10. Stereotyp blondynki

2.2K 162 163
                                    


Helloł, helloł, helloł!

Jak widzicie dzisiaj rozdział troszkę szybciej niż zwykle, ale nie przyzwyczajajcie się do tego. :P Rozdział dzisiaj na wesoło, więc nie trzeba przygotowywać chusteczek. ;)
Trochę dłuższe dzisiaj zrobię też ogłoszenia parafialne, bo się ich kilka zebrało.

1. Ogółem myślałam nad tym, żeby każdy z rozdziałów miał swoją piosenkę przewodnią: link do Youtube, który możecie sobie odsłuchać, ale też i nie musicie. Chciałabym podzielić się z Wami tym, co czasem gra mi w duszy, a i tym samym co gra naszym bohaterom w historii. Co o tym myślicie? Jesteście za lub przeciw? Dajcie znać w komentarzach.

2. Niektóre momenty w rozdziałach, albo i nawet całe rozdziały, mogą powodować u Was takie "WTF?!", ponieważ część akcji dzieje się poza świadomością Mari. Toteż zastanawiam się, czy czasami nie dać jakiegoś dodatkowego rozdziału z punktu widzenia innej osoby (głównie Adriena lub Luki {heh, czyli spoiler alert, że jednak ten dzbanek się pojawi}), który wyjaśniłby część nieścisłości. Choć osobiście wolałabym pozostać z punktem widzenia Mari w głównej linii fabularnej od początku, aż do końca. Jeśli miałyby się pojawić jakieś zmiany narratora, na pewno byłyby to tak zwane rozdziały dodatkowe oznaczane na przykład w ten sposób: 123.5. Tym samym wyjaśniałyby wiele, ale nie wpływałyby na dalszy rozwój fabuły. 

3. Zastanawiam się również nad stworzeniem takich a'la krótkich dialogów między bohaterami, które mogłyby Wam umilić czas oczekiwania na następny rozdział, albo po prostu rozbawić w ciężkim dniu. 

4. Ostatnio mam problem z weną i został mi tylko jeden rozdział nadwyżki, więc jak macie coś, co Was inspiruje do pisania, podeślijcie mi, proszę! <3

I to by było chyba na tyle dzisiaj! Dajcie znać, co myślicie o powyższych punktach.

Buziaki,

Sin.

***

Poranek był ciężki. Podkrążone przez całonocny płacz oczy poszczypywały przy mruganiu, a kłucie w gardle doprowadzało mnie do szaleństwa.. Czułam swoje spierzchnięte usta za każdym razem, kiedy przejeżdżałam po nich językiem. Zdecydowanie ten dzień nie należał do najprzyjemniejszych, a był to dopiero jego początek. Na myśl o ośmiu godzinach, które miałam spędzić w szkole, przeszedł mnie zimny dreszcz, a przed oczami pojawiły się mroczki. Zakołysałam się lekko, pośpiesznie łapiąc się barierki, by się nie przewrócić, przy okazji zrzucając jedną z książek na podłogę.

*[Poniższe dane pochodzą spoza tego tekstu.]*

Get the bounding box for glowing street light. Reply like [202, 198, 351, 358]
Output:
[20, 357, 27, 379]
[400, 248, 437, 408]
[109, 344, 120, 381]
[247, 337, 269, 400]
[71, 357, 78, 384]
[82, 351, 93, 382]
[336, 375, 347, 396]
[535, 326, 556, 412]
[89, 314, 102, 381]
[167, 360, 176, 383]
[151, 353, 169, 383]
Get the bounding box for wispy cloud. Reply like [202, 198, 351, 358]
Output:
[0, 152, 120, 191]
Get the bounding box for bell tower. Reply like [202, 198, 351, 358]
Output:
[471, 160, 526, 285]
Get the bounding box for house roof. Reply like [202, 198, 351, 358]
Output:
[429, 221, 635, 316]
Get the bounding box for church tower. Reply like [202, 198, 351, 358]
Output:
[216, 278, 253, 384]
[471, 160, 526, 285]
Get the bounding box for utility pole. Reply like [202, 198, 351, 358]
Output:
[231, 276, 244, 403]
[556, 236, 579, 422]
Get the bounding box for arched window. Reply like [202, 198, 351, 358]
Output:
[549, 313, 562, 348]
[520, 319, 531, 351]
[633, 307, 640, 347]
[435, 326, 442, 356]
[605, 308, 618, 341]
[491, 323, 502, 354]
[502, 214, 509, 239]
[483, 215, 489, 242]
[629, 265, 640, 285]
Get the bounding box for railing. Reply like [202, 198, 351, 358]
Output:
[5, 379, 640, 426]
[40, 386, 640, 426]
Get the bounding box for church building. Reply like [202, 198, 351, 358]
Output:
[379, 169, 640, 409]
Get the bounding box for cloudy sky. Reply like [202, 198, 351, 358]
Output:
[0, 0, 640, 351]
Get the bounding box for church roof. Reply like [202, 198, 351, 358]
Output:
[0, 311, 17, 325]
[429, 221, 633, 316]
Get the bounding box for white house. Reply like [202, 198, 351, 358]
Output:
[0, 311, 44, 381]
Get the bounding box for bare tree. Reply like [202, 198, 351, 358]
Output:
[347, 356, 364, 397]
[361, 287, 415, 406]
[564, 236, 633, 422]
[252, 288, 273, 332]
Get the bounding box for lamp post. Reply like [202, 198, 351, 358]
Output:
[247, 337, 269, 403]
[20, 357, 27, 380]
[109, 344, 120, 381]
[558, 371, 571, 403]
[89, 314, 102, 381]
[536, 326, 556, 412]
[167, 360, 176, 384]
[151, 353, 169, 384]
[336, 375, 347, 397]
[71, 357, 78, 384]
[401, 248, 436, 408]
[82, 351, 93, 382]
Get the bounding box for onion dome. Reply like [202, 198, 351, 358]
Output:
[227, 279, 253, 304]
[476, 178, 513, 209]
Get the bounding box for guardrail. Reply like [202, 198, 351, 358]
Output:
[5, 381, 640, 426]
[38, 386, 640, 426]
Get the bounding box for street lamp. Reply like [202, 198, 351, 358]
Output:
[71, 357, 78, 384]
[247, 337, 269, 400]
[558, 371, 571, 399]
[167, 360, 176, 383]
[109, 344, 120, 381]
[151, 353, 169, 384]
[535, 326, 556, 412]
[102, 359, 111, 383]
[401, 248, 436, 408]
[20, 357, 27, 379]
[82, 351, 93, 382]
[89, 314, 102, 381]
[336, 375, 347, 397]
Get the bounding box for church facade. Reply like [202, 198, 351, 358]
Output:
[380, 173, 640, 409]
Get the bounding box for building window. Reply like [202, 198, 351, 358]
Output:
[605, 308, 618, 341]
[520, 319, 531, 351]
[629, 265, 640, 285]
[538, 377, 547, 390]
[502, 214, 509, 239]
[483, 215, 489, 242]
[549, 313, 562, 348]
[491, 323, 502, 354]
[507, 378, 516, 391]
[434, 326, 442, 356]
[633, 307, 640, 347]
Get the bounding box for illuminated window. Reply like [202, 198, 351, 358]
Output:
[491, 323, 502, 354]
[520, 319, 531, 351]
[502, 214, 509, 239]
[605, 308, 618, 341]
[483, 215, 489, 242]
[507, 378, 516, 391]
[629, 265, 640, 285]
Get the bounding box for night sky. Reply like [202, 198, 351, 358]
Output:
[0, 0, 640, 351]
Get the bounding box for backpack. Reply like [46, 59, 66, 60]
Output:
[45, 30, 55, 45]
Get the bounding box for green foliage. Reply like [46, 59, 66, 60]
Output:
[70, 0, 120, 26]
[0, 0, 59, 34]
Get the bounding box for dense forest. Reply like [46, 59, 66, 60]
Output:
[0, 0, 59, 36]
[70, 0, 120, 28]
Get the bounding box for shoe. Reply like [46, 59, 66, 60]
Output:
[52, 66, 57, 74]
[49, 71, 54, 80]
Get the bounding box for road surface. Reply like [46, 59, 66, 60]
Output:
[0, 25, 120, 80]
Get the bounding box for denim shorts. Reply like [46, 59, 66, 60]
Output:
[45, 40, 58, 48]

– Nic ci nie jest?! – Wystraszone kwami podleciało do mojej twarzy, wybudzając mnie z dziwnego transu, w który wpadłam.

– Tak, spokojnie, to tylko zmęczenie – mruknęłam cicho, nie mając siły na nic więcej.

Powoli i ostrożnie, żeby się znowu nie przewrócić, spakowałam całą swoją torbę i zeszłam na parter, do piekarni rodziców. Pomachałam im na pożegnanie i poszłam do szkoły, marząc o tym, by ten dzień się już skończył. Nie dane mi było nawet w spokoju usiąść na swoim miejscu w szkolnej ławce, bo na dzień dobry dopadła mnie Alya, jak zwykle tryskająca swoją nieopanowaną energią i ciekawskością.

– Marinette! Coś ty wczoraj odwaliła, dziewczyno?! – Alya dopadła mnie i złapała za ramiona, potrząsając niczym pluszowym misiem. – Cała szkoła aż huczy od tego, że podobno przywaliłaś Adrienowi w twarz! I to nie jeden raz!

– A ty im w to wierzysz, co? – Niebezpiecznie zmrużyłam oczy, patrząc na przyjaciółkę. Naprawdę tyle dla niej znaczyłam, że była gotowa łykać każdą plotkę na mój temat niczym pelikan z niedorozwojem umysłowym?